Strong NZ market expected to boost Fletcher Building 2016 earnings
Operating earnings ebit is expected to be between $650-690 million in the year ending June 30.
Operating earnings ebit is expected to be between $650-690 million in the year ending June 30.
Fletcher Building [NZX: FBU] expects to boost annual earnings as strong market conditions in New Zealand offset more mixed conditions in Australia.
Operating earnings before interest, tax and significant items is expected to be between $650-690 million in the year ending June 30, 2016, the Auckland-based company said in a statement. That compares with $653 million reported in the year earlier period, or $610 million on a normalised basis when excluding one-time items, it said.
"We expect the current strong market conditions in the New Zealand construction industry to persist through the 2016 financial year, with demand for new housing particularly in Auckland and surrounding provinces, an increase in commercial construction activity off the back of the significant increase in the value of consents, and government expenditure on infrastructure to remain at the present healthy levels," chairman Ralph Norris said in notes prepared for delivery at the company's annual meeting in Auckland.
"In Australia, the outlook is more mixed. Residential construction activity may slow, particularly in the multi-dwelling segment, while stand-alone housing should be more resilient to potential changes in foreign capital inflows. Commercial construction activity is unlikely to lift from current levels. Continued federal and state government fiscal deficits are likely to mean that infrastructure activity is further constrained."
Mr Norris said residential and commercial construction activity levels in North America are expected to remain broadly consistent with the past year, while European conditions are likely to remain mixed with a generally weak economic outlook.
Further volume growth is expected in Southeast Asian markets, but market conditions in China are likely to remain highly competitive, he said.
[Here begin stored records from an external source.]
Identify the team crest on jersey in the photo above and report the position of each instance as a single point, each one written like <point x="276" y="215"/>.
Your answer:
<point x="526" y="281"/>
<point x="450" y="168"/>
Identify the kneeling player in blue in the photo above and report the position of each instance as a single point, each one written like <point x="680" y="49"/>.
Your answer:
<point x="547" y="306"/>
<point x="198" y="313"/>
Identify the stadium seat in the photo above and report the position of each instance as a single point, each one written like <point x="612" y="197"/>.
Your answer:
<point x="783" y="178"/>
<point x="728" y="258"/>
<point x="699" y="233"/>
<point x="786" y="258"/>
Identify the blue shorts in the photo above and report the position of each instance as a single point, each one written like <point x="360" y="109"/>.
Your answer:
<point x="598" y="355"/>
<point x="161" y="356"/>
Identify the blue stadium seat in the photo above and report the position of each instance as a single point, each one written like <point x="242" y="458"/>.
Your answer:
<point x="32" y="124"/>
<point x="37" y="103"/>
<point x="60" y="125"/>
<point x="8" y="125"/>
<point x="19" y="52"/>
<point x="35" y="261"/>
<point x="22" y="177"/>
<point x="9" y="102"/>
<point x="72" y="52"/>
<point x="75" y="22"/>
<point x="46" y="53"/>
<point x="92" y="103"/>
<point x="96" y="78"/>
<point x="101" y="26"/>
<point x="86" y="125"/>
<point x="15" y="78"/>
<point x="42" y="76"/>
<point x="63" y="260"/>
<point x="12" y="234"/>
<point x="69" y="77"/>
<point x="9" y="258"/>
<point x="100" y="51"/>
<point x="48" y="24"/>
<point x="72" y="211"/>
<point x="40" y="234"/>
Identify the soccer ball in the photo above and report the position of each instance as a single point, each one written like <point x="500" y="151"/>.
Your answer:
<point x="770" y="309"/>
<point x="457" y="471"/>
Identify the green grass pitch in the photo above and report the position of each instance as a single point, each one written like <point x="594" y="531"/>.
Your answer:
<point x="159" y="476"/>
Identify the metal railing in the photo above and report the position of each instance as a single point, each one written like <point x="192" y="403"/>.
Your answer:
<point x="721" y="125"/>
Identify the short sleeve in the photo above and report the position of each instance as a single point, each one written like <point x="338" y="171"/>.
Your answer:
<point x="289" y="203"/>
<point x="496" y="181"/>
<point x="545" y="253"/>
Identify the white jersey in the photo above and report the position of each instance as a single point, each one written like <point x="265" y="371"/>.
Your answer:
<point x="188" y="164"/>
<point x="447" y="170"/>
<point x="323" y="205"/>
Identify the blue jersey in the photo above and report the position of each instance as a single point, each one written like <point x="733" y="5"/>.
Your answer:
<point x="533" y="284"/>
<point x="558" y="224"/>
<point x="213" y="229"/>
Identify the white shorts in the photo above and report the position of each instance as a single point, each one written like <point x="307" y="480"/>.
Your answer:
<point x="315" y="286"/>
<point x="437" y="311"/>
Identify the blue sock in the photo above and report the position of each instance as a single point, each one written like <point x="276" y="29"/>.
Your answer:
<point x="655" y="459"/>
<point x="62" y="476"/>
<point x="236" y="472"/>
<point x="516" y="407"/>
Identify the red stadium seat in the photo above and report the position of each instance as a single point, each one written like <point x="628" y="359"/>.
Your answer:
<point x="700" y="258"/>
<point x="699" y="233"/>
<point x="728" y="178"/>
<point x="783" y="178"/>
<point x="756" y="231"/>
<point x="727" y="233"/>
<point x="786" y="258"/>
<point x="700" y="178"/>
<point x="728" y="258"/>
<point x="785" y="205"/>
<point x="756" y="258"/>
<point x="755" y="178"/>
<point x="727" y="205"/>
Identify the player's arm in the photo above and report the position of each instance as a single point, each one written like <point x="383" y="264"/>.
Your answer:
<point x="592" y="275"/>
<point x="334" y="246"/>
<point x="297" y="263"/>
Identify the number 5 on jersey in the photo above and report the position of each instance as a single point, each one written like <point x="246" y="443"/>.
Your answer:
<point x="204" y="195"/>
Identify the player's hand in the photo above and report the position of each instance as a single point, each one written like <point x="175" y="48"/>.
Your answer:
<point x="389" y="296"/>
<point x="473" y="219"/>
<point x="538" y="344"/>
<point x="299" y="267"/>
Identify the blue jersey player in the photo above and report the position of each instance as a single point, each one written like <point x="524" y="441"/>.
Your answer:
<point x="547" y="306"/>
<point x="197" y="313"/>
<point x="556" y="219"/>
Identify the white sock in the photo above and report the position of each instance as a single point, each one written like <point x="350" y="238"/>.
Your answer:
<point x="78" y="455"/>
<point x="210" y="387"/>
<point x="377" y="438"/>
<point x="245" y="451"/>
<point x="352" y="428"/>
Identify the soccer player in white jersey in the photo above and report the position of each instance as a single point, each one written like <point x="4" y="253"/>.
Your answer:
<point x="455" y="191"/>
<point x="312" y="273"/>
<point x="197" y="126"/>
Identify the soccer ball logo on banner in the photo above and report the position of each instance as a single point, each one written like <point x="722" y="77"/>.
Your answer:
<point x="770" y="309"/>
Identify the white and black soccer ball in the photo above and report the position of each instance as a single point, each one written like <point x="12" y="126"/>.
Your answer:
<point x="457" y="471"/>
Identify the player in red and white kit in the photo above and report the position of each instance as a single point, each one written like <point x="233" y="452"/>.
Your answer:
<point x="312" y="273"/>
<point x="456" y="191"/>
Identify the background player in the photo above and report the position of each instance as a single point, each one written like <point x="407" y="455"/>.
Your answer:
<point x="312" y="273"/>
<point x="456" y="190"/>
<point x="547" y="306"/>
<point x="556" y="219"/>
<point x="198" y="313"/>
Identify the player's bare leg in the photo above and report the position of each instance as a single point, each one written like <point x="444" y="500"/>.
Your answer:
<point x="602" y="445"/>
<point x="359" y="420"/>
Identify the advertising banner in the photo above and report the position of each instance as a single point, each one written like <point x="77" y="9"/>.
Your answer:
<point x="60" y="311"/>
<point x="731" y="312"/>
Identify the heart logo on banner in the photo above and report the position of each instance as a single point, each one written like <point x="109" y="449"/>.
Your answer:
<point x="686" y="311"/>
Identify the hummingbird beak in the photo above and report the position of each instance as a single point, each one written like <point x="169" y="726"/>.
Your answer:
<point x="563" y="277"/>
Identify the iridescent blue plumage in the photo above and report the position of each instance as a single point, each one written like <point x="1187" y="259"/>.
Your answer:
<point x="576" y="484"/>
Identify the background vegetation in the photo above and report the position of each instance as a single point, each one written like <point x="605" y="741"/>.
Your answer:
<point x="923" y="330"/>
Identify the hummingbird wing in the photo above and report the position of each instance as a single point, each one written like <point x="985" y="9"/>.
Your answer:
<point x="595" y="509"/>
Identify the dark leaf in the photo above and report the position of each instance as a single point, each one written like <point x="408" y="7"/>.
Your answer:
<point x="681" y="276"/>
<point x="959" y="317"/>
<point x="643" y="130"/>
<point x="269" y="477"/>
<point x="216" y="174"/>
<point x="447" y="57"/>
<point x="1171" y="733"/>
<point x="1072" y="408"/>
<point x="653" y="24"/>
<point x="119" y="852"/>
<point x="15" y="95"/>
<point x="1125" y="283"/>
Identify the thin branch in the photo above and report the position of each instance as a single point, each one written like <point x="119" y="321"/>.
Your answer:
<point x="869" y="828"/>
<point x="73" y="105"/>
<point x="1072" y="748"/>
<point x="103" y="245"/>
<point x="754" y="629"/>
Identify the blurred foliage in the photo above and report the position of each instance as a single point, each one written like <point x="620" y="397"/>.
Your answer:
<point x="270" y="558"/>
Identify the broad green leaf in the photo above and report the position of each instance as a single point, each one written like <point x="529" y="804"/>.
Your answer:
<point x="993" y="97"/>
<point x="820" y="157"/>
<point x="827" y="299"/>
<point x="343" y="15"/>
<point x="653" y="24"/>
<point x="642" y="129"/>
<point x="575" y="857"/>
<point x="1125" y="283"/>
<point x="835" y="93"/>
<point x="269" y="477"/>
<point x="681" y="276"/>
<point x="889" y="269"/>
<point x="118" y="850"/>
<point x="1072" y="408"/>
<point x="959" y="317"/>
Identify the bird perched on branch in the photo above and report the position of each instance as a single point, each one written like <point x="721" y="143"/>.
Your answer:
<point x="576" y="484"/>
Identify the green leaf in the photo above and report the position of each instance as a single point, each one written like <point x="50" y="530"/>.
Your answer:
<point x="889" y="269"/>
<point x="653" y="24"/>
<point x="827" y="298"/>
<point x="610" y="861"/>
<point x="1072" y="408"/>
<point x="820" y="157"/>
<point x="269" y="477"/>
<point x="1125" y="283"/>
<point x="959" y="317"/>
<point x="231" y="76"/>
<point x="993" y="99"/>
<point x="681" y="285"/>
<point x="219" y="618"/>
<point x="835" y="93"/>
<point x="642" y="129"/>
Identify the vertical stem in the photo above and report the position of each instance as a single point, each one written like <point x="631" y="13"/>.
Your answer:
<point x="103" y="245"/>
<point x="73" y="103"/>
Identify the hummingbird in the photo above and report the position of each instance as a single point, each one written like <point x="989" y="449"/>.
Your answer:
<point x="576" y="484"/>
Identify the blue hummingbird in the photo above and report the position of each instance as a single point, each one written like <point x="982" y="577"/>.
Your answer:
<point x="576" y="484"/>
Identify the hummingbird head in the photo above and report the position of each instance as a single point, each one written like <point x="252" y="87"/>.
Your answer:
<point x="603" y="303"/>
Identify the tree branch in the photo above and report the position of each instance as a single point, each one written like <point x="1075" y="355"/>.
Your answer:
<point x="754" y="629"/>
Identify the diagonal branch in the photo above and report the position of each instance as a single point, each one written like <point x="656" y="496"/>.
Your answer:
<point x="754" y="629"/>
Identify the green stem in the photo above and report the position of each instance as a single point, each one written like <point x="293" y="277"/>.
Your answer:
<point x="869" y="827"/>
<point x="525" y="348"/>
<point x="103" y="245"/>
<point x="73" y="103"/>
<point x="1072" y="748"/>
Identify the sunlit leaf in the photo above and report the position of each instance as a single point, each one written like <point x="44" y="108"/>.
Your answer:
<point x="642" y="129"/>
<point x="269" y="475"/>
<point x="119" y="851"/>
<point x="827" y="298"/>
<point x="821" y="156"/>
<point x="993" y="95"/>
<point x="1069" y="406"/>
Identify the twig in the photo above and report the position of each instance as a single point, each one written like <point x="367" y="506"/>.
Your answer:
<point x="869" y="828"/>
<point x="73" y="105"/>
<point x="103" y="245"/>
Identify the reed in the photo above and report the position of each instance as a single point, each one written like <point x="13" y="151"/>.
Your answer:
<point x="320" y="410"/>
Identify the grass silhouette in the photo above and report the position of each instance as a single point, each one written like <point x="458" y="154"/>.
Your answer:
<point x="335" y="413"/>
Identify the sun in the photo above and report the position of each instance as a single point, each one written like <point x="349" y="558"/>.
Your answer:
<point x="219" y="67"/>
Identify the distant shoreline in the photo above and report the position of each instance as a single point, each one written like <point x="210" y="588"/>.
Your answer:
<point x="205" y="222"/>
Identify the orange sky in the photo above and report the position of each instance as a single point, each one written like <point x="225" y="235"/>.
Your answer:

The forecast earnings exclude about $A100 million of pre-tax profit expected from the sale of its Australian quarrying business, Rocla Quarries, slated for completion in January 2016, the company said.
First-half earnings are expected to decline from the year earlier period, reflecting a decline in construction earnings because of reduced activity in the South Pacific and the timing of earnings recognition on a number of key New Zealand projects, lower residential development earnings, lower earnings from its Australian distribution unit because of restructuring costs in Australian bathroom and plumbing supplies firm Tradelink, and increased operating losses in its Formica Europe unit due to restructuring costs in the UK.
Its shares gained 1% to $7.45. Before today, the stock had shed 11% this year. The shares are rated an average 'hold' according to the recommendation of 12 analysts compiled by Reuters.